Cut to the core and he’s a Pakistani, born in India, based in America, trying to promote dialogue among warring faiths. A moderate Muslim — a rare phenomenon, by his own admission — he is countering a philosophy that has pitted Islam against the religions of the world.
‘‘Muslims are themselves to blame’’, he says of an Islam sheathed in conservatism, that bristles when its Prophet is mocked. ‘‘Muslim leaders don’t want to read, don’t want to apply their minds, let in fresh ideas. They just want to cling to power.’’ Given his undiluted opinion, is it a wonder these leaders accuse him of “betraying Islam” and issue threats against him?

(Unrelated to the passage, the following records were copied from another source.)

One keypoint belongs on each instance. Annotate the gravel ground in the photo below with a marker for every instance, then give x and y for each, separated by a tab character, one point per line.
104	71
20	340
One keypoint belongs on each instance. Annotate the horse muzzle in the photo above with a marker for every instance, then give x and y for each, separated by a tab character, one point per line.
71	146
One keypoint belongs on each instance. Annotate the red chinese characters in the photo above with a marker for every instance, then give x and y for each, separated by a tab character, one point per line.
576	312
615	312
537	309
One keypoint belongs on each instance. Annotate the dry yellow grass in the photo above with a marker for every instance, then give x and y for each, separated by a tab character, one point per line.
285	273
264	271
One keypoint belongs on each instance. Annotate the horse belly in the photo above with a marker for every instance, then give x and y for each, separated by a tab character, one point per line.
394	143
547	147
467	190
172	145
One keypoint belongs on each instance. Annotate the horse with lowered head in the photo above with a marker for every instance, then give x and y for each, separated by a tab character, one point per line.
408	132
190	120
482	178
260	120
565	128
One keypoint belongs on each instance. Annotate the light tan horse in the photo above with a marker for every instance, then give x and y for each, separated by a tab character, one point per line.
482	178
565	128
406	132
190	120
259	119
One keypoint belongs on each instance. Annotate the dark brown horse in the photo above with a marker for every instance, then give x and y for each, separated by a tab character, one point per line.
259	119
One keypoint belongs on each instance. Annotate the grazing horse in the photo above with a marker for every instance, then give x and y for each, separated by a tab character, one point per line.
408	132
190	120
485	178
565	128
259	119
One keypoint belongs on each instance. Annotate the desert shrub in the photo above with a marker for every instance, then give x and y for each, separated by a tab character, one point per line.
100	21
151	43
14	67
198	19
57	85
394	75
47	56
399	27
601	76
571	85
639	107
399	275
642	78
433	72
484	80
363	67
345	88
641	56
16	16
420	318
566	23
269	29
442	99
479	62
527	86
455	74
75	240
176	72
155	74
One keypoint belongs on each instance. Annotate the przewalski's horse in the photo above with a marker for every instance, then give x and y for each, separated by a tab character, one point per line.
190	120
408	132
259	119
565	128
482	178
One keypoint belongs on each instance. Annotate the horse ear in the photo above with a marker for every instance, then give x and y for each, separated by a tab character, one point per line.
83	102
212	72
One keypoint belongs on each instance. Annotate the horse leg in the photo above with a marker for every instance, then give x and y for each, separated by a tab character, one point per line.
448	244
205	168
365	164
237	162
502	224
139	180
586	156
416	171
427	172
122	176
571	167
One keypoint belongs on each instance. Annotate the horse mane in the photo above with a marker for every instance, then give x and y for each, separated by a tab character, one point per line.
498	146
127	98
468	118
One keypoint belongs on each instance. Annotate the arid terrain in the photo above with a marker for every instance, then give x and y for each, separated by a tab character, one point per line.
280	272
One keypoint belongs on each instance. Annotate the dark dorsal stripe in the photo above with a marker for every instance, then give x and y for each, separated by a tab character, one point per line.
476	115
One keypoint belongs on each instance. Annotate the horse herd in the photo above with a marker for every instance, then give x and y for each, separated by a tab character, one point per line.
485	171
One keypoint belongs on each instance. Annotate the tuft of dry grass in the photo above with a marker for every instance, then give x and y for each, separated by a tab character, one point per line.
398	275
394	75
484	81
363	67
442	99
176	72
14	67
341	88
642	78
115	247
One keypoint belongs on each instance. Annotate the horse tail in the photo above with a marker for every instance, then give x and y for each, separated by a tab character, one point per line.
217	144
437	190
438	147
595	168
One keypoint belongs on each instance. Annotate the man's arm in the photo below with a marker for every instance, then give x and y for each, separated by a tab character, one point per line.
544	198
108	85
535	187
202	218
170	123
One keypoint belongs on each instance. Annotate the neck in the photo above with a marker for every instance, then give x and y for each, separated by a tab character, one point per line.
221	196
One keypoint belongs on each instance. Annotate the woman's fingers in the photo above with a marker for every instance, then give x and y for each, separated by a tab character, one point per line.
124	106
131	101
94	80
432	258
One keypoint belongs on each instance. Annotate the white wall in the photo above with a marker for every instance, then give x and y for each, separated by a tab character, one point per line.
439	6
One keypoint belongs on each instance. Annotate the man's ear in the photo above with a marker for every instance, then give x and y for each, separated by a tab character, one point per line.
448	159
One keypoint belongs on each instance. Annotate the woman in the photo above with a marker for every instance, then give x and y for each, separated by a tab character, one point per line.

Ahmed is undeterred. With a shuffling gait that betrays his 63 years but belies his tenacity, he has stuck to his mission. ‘‘I’m here’’, he says of his recent visit to India, part of a four-nation tour that includes Pakistan, Malaysia and Indonesia, ‘‘because three places in India are very important in understanding contemporary Islam. Deoband, which has an extreme, exclusivist approach; Aligarh, which is inclusivist with a mix of West and Islam, and Ajmer, which represents a genuine South Asian model of synthesis.’’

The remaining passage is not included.